Maternal and fetal outcome in women with epilepsy associated with neurocysticercosis Volume 9, numéro 3, September 2007

Auteurs
Department of Neurology, Christian Medical College, Ludhiana, Punjab, Department of Neurology, Andhra Medical College, Vizagapatnam, Andhra Pradesh, Department of Neurology, Sree Chitra Tirunal Institute for Medical Sciences and Technology, Thiruvananthapuram, Kerala, Achutha Menon Centre for Health Sciences, Sree Chitra Tirunal Institute for Medical Sciences and Technology, Thiruvananthapuram, Kerala, India
  • Mots-clés : neurocysticercosis, epilepsy, pregnancy registry, India, IREP
  • DOI : 10.1684/epd.2007.0120
  • Page(s) : 285-91
  • Année de parution : 2007

Aim. We wanted to characterize the clinical profile and outcome of pregnancy in women with epilepsy due to neurocysticercosis (NCC) enrolled in the Indian Registry of Epilepsy and Pregnancy (IREP).Methods. We identified all women with NCC in the IREP between January 2000 and September 2005. Age- and parity-matched patients without NCC were identified from the respective centers of IREP for comparison. Statistical analysis was performed using SPSS version 11.Results. There were 30 women with NCC (mean age 24.3 ± 4 years) among 1071 registrations in the IREP. All the patients had NCC prior to the pregnancy. Fourteen (47%) NCC patients had calcified lesions and 16 (53%) had ring lesions in a CT scan of the brain. Compared to women without NCC, the NCC group had later age-at-onset of seizures (20.7 ± 4.4 years, p = 0.008) and epilepsy (21.1 ± 5.2 years, p = 0.01).
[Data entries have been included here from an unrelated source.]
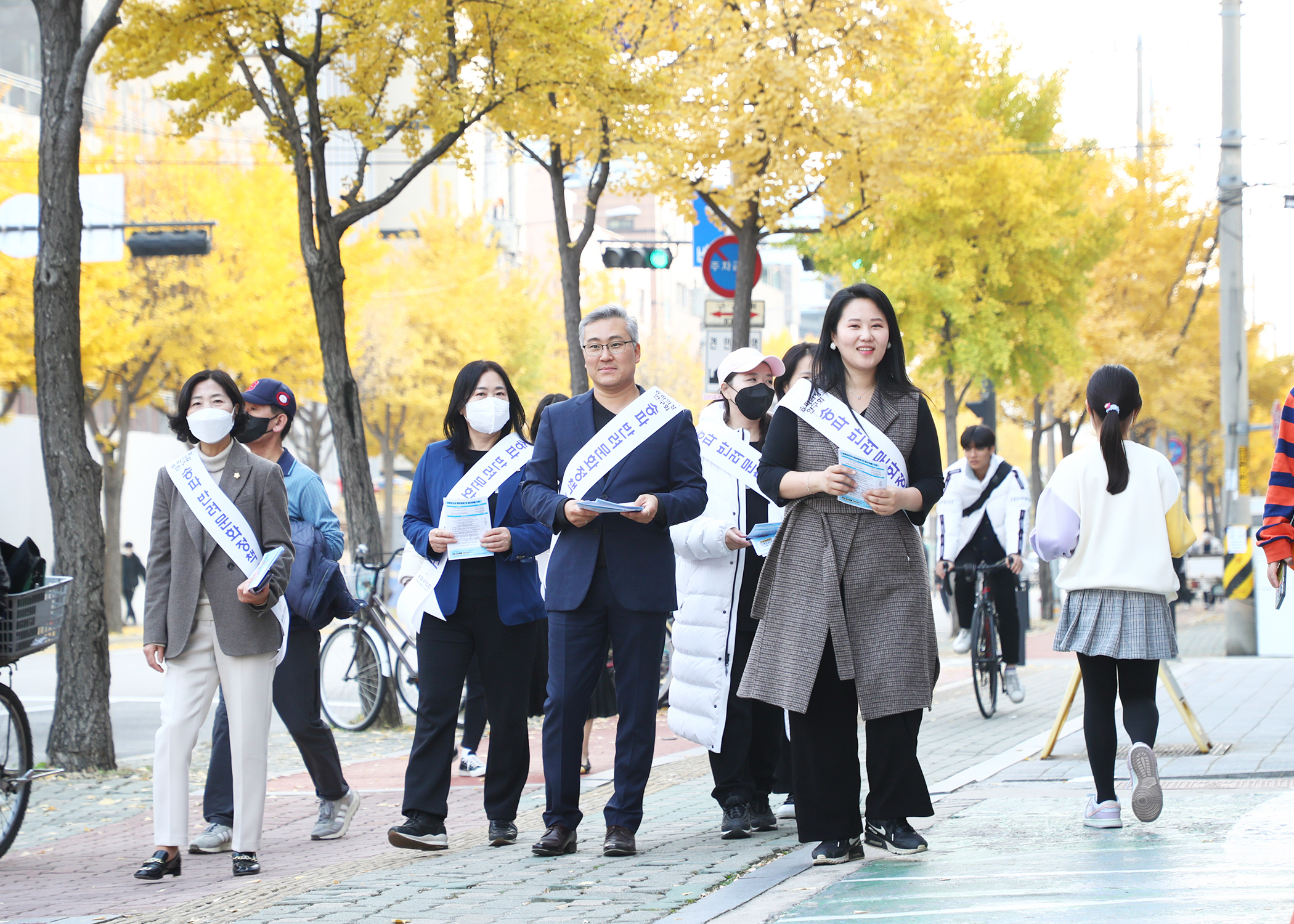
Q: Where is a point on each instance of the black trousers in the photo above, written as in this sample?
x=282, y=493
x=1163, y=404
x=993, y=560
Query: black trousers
x=1002, y=588
x=577, y=654
x=747, y=764
x=505, y=654
x=296, y=699
x=1134, y=681
x=824, y=761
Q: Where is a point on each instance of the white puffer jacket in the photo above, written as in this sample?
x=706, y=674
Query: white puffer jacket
x=709, y=583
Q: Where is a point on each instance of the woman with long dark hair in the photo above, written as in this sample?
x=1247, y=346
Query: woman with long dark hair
x=487, y=606
x=205, y=620
x=844, y=601
x=1113, y=511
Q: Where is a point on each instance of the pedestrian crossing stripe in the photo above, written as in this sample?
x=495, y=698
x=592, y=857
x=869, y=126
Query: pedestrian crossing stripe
x=1237, y=573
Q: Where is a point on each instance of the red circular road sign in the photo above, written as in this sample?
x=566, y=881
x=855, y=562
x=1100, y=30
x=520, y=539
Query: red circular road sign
x=718, y=267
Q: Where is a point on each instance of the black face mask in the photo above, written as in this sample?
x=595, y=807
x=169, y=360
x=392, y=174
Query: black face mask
x=255, y=429
x=754, y=402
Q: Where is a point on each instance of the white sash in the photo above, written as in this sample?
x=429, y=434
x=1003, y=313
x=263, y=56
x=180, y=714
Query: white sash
x=627, y=431
x=482, y=480
x=733, y=456
x=853, y=432
x=224, y=523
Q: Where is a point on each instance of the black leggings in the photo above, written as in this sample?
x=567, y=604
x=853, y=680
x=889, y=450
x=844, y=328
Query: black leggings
x=1134, y=679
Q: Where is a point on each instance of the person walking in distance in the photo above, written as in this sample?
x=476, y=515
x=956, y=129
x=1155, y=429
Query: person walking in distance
x=844, y=601
x=484, y=605
x=215, y=510
x=1113, y=511
x=718, y=571
x=1276, y=536
x=982, y=519
x=611, y=575
x=271, y=411
x=132, y=575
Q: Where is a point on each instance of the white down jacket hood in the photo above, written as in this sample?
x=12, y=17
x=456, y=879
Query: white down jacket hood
x=709, y=583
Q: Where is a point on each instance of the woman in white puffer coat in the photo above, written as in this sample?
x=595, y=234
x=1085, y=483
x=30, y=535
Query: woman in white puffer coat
x=718, y=571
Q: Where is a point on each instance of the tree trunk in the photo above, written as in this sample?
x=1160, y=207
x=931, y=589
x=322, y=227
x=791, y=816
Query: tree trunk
x=81, y=736
x=327, y=277
x=950, y=415
x=1036, y=490
x=747, y=253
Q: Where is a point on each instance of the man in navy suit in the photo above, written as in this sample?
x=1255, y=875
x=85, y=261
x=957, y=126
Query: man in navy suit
x=610, y=576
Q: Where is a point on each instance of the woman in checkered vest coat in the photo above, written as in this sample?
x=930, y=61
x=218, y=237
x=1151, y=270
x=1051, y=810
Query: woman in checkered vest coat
x=844, y=599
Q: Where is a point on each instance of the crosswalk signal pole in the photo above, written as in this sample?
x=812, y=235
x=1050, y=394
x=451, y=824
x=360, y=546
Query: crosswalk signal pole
x=1241, y=632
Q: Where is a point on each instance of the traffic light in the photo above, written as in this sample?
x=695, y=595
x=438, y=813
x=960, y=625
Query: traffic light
x=637, y=258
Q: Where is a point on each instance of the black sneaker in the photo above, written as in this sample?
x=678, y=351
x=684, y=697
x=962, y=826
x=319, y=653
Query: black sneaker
x=420, y=832
x=736, y=821
x=895, y=835
x=829, y=853
x=761, y=816
x=501, y=833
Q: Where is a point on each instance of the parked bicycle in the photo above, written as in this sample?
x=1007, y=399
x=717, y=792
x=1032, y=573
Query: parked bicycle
x=985, y=660
x=29, y=622
x=364, y=654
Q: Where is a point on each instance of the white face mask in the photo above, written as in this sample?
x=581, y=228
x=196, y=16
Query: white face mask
x=488, y=415
x=210, y=425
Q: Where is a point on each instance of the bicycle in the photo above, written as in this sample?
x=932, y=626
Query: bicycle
x=985, y=660
x=363, y=655
x=29, y=622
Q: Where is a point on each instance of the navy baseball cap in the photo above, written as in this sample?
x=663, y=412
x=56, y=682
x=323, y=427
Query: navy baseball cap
x=275, y=394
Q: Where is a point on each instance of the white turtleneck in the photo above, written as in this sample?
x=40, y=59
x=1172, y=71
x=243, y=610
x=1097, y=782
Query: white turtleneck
x=215, y=465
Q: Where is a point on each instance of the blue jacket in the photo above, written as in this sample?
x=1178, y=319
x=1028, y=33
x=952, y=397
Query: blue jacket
x=640, y=556
x=516, y=572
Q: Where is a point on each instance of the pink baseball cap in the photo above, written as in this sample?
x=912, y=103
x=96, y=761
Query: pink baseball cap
x=744, y=360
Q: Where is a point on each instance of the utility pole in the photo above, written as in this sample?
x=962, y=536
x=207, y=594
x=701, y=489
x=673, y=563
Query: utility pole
x=1241, y=631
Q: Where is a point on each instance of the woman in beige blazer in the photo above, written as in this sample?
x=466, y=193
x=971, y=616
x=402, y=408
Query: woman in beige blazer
x=203, y=623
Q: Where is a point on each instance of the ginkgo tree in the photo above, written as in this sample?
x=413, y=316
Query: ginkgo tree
x=337, y=82
x=779, y=107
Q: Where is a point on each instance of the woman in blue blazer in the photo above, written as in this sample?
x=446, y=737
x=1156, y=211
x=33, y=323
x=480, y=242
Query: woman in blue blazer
x=492, y=609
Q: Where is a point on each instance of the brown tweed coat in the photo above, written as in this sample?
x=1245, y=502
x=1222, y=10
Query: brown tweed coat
x=861, y=576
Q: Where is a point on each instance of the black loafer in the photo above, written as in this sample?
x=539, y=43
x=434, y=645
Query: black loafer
x=619, y=841
x=501, y=833
x=158, y=866
x=246, y=864
x=555, y=841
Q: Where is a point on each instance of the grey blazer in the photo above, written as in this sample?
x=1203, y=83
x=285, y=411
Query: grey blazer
x=184, y=557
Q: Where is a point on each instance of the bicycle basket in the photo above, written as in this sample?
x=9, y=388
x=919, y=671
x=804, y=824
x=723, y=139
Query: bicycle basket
x=30, y=622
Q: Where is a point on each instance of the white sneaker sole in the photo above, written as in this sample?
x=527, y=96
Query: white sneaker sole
x=1147, y=792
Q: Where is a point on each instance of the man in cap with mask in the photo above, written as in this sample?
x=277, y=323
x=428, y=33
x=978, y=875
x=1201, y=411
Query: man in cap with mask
x=271, y=409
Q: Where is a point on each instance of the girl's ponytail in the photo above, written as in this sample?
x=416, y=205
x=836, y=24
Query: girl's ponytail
x=1115, y=396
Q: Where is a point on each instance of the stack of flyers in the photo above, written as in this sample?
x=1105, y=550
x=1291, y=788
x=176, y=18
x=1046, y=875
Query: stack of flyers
x=868, y=477
x=761, y=537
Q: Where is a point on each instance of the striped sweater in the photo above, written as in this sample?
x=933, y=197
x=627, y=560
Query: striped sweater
x=1276, y=536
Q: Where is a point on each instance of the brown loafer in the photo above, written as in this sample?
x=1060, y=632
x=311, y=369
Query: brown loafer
x=619, y=841
x=555, y=841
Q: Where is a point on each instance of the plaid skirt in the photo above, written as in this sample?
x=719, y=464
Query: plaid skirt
x=1125, y=624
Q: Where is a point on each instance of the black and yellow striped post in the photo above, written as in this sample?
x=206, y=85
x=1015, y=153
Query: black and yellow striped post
x=1237, y=573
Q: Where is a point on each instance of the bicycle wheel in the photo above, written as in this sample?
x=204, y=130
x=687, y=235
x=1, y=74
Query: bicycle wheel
x=351, y=681
x=16, y=750
x=984, y=659
x=407, y=684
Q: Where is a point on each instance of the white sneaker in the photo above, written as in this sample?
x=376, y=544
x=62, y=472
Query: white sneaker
x=1147, y=793
x=471, y=765
x=215, y=839
x=335, y=817
x=1103, y=814
x=1012, y=686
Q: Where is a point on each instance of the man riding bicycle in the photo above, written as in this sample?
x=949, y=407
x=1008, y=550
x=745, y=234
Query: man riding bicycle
x=982, y=518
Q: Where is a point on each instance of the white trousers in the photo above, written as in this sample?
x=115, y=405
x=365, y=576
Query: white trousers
x=190, y=683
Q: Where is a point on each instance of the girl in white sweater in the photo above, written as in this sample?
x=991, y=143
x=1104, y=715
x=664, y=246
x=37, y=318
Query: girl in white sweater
x=1115, y=513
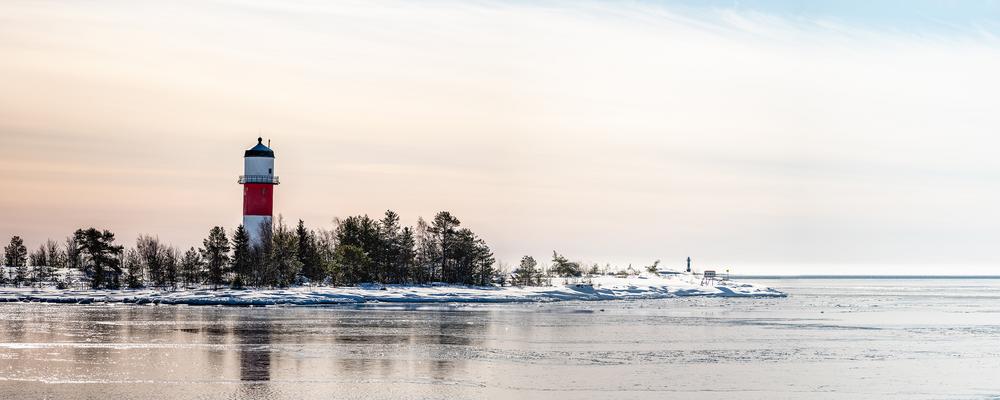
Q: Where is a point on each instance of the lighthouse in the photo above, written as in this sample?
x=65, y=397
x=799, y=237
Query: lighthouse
x=258, y=182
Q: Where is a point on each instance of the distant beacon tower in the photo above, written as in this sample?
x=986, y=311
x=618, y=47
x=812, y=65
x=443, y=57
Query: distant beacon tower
x=258, y=182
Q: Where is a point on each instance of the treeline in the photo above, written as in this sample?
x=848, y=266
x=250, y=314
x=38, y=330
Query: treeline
x=359, y=249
They were more likely to have partial seizures (70% versus 30%, p = 0.002), an EEG without epileptiform abnormalities (50% versus 100%, p = 0.01), and better control of seizures before (47% versus 3%, p = 0.001) and during pregnancy (33% versus 10%, p = 0.02). Maternal and neonatal complications did not differ between the groups.Conclusions. NCC is an uncommon cause of epilepsy in pregnant women enrolled in IREP. To be noted, as a limitation of our study, that the IREP is a hospital-based registry, which may not reflect global epilepsy characteristics of the community. The maternal and fetal outcome for NCC patients was not different from those women without NCC.